In Southern Italy, Poverty Endures: Ferdinando Scianna on how the issues highlighted in the 90s persist today
Magnum photographer Ferdinando Scianna spent a year documenting poverty in Naples in the mid-90s. Today, the number of those living below the line is the highest in more than a decade.
The representation of poverty is at once political and personal, revealing as much about society as it does about the person who documents it. But what is universal, is that the stories are never just about poverty; they are about powerlessness, prejudice, stigma, suppression and a myriad of other complex structures of suffering. As part of a new theme, we will feature Magnum photographers who have reported on those struggling every day to survive and will explore the difficulties of representing a much-ignored reality.
Poverty has blighted Italy’s landscape for centuries, carving lines through regions where prosperity and destitution sit side by side. And though paltry living conditions historically abound nationwide, the less industrially developed south has suffered disproportionately.
For one year between 1994 and 1995, Ferdinando Scianna worked in and around Naples documenting the experience of living in poverty, as part of a global project for French charity, Les Petits Frères des Pauvres. To this day, Naples remains one of poorest cities in Europe.
Scianna’s pictures were all taken inside people’s homes, which not only provides the backdrop to their struggle but shows their determination to make the best of their situation. One young man has plastered the flimsy walls of his bedroom with posters of beloved film stars and pop icons, while pictures of the Virgin Mary and Jesus crowd the walls of one woman’s crumbling home. Though many were no doubt aware of their vulnerability in such a context, Scianna said he had a good relationship with those he photographed, adding, “They know if you are a friend or a predator.”
"When we said that in a family there was no bread it was not a metaphor"
- Ferdinando Scianna
Many of Scianna’s subjects live in one-room ground floor apartments—known as vasci—which open directly onto the street.
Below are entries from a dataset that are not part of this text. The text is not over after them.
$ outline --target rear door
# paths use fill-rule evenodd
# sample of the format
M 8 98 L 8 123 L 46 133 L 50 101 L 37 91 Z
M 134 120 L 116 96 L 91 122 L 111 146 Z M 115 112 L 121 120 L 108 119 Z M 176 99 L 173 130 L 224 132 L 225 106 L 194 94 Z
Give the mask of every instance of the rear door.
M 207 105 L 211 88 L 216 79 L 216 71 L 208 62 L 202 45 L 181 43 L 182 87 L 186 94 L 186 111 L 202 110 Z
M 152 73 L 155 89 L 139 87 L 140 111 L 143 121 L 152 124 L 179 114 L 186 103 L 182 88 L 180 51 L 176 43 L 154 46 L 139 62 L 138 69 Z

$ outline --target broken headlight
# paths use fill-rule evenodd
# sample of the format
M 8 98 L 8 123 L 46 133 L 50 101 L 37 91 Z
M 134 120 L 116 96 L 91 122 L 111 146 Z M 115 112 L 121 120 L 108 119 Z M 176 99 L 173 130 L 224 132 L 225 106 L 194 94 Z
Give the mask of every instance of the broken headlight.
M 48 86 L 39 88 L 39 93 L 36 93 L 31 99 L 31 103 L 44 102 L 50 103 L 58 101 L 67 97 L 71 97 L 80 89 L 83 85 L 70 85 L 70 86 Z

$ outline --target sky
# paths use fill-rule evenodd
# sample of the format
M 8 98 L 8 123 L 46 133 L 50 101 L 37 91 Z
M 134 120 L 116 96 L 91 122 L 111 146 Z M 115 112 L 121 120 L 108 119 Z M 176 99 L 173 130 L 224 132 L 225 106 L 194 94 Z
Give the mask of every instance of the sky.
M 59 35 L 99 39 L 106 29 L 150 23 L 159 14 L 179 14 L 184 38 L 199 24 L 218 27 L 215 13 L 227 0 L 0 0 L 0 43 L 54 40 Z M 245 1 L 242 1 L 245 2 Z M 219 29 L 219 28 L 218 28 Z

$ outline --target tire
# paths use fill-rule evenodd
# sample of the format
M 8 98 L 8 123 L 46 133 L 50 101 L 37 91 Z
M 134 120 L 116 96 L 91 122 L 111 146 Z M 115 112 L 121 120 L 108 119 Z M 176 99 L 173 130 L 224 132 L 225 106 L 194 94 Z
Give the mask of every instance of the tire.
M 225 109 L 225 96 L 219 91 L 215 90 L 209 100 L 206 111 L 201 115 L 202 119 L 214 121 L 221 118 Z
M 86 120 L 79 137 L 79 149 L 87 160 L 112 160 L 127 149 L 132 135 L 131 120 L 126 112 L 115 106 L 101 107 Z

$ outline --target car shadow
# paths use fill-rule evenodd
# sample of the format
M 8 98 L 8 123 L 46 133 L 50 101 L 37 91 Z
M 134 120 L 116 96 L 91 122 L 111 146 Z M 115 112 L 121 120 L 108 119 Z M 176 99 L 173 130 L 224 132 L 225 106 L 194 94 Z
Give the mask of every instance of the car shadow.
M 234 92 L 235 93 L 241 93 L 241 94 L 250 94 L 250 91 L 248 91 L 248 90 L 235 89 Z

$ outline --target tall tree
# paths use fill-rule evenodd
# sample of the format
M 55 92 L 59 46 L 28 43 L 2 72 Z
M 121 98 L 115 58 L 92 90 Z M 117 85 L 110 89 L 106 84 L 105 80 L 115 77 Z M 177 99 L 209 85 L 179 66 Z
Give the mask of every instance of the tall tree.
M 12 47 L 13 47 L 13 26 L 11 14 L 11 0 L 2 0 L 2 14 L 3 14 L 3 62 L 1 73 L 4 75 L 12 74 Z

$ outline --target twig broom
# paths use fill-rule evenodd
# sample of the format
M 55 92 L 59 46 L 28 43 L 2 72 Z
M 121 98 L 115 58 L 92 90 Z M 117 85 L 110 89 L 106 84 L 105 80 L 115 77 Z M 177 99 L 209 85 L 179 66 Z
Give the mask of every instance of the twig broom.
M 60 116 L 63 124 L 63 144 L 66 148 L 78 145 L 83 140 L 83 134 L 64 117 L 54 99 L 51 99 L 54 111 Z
Residents range from solitary elderly women to a family of five fighting for space. While some, unable to find an alternative, live in ruinous buildings in the crumbling historical center, squatting in critically unhygienic conditions. Others still, live in shipping crates on the outskirts, suffering the indignity of a ‘temporary’ housing solution that has stretched on for over a decade.
Scianna himself grew up in Sicily, the poorest region in Italy, and says he was surrounded by poverty. “When we said that in a family there was no bread it was not a metaphor,” he says. This inevitably impacted how he approached this body of work, since “poverty was clearly a real experience that had been part of my life”. His childhood no doubt informed his concern to protect the “integrity and dignity” of his subjects, who, despite the precariousness of daily life, are shown in these portraits as composed, affectionate and house proud.
Though Italy has experienced minor growth since Scianna took the photos more than 20 years ago, economic inequality endures. Indeed, those living in absolute poverty is at its highest for more than a decade. Last year, figures rose from 4.7 million in 2016 to 5.1 million (8.5 percent of the population) last year, according to national data by ISTAT published this July. This increase in poverty, defined by ISTAT as “those who cannot buy goods and services essential to avoid grave forms of social exclusion”, was greatest in the south. As Scianna concludes; “Changes are rarely fast. And the world has always been deaf and unfair.”